Nine Balls, Two Weighings, Heavier Direction Known

Brain Teaser · Medium · Free problem

You have 9 identical-looking balls. One is counterfeit and heavier than the rest (you know the direction). You have a balance scale and may use it exactly 2 times.

  1. Give a deterministic strategy that always identifies the counterfeit ball in at most 2 weighings.
  1. Prove that 2 weighings are both sufficient and necessary (i.e., 1 weighing is not enough).

Hints

  1. Each balance-scale weighing has exactly 3 outcomes. How many distinct outcome sequences do 2 weighings give you?
  2. Since $3^2 = 9$ and you have 9 balls, you need each weighing to be maximally informative -- split the suspects into 3 equal groups each time.
  3. For the necessity proof, argue by pigeonhole: 1 weighing has only 3 outcomes, which cannot distinguish 9 possibilities.

Worked Solution

How to Think About It: Each weighing of a balance scale has 3 possible outcomes: left heavy, right heavy, or balanced. So 2 weighings give $3^2 = 9$ distinct outcome sequences -- exactly the number of balls. This is a strong hint that 2 weighings should be both sufficient and necessary: we need to distinguish 9 possibilities, and we have exactly 9 information outcomes. The strategy is to divide the balls into 3 equal groups at each step, since base-3 is the natural decomposition for a balance scale.

Key Insight: Divide into thirds. A balance scale with known direction (heavier) gives a ternary search: the heavy ball is in the heavier group, or if balanced, it is in the group not weighed.

The Method:

Weighing 1: Divide the 9 balls into three groups of 3: $\{1,2,3\}$, $\{4,5,6\}$, $\{7,8,9\}$. Place $\{1,2,3\}$ on the left and $\{4,5,6\}$ on the right.

  • If left side is heavier: the counterfeit is in $\{1,2,3\}$.
  • If right side is heavier: the counterfeit is in $\{4,5,6\}$.
  • If balanced: the counterfeit is in $\{7,8,9\}$.

Weighing 2: Take the suspect group of 3. Place one ball on the left and one on the right; leave the third aside.

For example, if the suspect group is $\{1,2,3\}$: place ball 1 on the left and ball 2 on the right.

  • If left side is heavier: ball 1 is counterfeit.
  • If right side is heavier: ball 2 is counterfeit.
  • If balanced: ball 3 is counterfeit.

This always identifies the counterfeit in exactly 2 weighings.

Proof of sufficiency and necessity:

*Sufficiency:* The strategy above works for all 9 cases. Each of the $3^2 = 9$ outcome pairs (LL, LR, LB, RL, RR, RB, BL, BR, BB, where L = left heavy, R = right heavy, B = balanced) maps to a unique ball. This is a bijection, so the strategy is correct and uses 2 weighings.

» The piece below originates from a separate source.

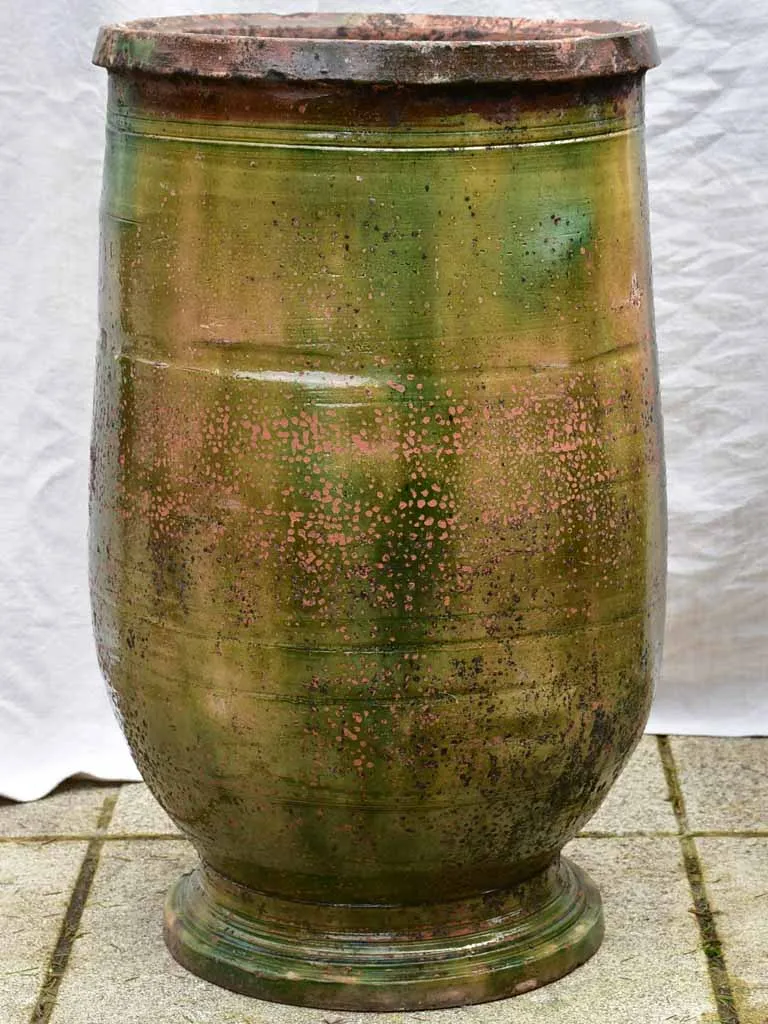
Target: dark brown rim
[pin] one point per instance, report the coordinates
(420, 49)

*Necessity (1 weighing is not enough):* With 1 weighing, there are at most 3 possible outcomes. But there are 9 balls to distinguish. Since $3 < 9$, by the pigeonhole principle, at least two balls must produce the same outcome, and they cannot be distinguished. Therefore 1 weighing is insufficient.

More precisely: in a single weighing, you place some balls on each side. The outcome "left heavy" identifies the counterfeit as being in the left group, "right heavy" in the right group, and "balanced" means it was not weighed. To identify one ball uniquely from each outcome, each group can have at most 1 ball, so you can distinguish at most 3 balls in one weighing. Since $9 > 3$, one weighing is not enough.

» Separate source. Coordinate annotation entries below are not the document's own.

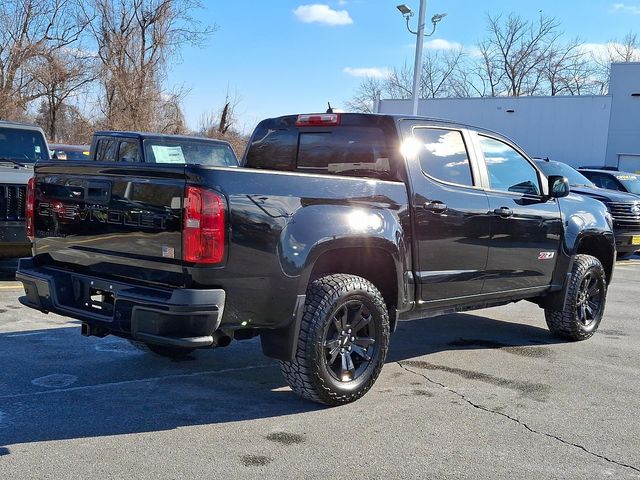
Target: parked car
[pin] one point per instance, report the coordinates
(613, 180)
(21, 145)
(338, 226)
(61, 151)
(599, 167)
(624, 207)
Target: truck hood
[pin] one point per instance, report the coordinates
(15, 175)
(604, 195)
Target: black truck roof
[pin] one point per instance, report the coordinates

Answer: Divide into groups of 3. Weighing 1 identifies which group; weighing 2 identifies which ball within the group. Two weighings are necessary and sufficient because $3^1 = 3 < 9 \leq 3^2 = 9$.

Intuition

Balance-scale puzzles are really about information theory in base 3. Each weighing produces one of 3 outcomes (left, right, balanced), so $k$ weighings produce $3^k$ distinguishable outcome sequences. To identify one defective item among $n$, you need $3^k \geq n$, or $k \geq \lceil \log_3 n \rceil$. For 9 balls with known direction, $\lceil \log_3 9 \rceil = 2$, and the strategy achieves this bound.

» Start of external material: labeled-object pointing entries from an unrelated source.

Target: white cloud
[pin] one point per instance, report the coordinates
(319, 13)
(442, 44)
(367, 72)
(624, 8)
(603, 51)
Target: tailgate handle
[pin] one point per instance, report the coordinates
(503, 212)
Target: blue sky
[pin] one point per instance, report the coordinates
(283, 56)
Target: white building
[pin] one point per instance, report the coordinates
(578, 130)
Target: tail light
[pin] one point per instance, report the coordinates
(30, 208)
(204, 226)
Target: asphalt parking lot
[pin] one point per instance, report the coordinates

The problem becomes harder when the direction is unknown (heavier or lighter). Then each ball has 2 possible states (heavy or light), giving

n$ possibilities, and you need $3^k \geq 2n$. For 12 balls with unknown direction, this gives $k \geq 3$ (since $3^3 = 27 \geq 24$), which is the classic 12-ball puzzle. The information-theoretic lower bound is tight in all these cases, which is a beautiful fact about ternary coding.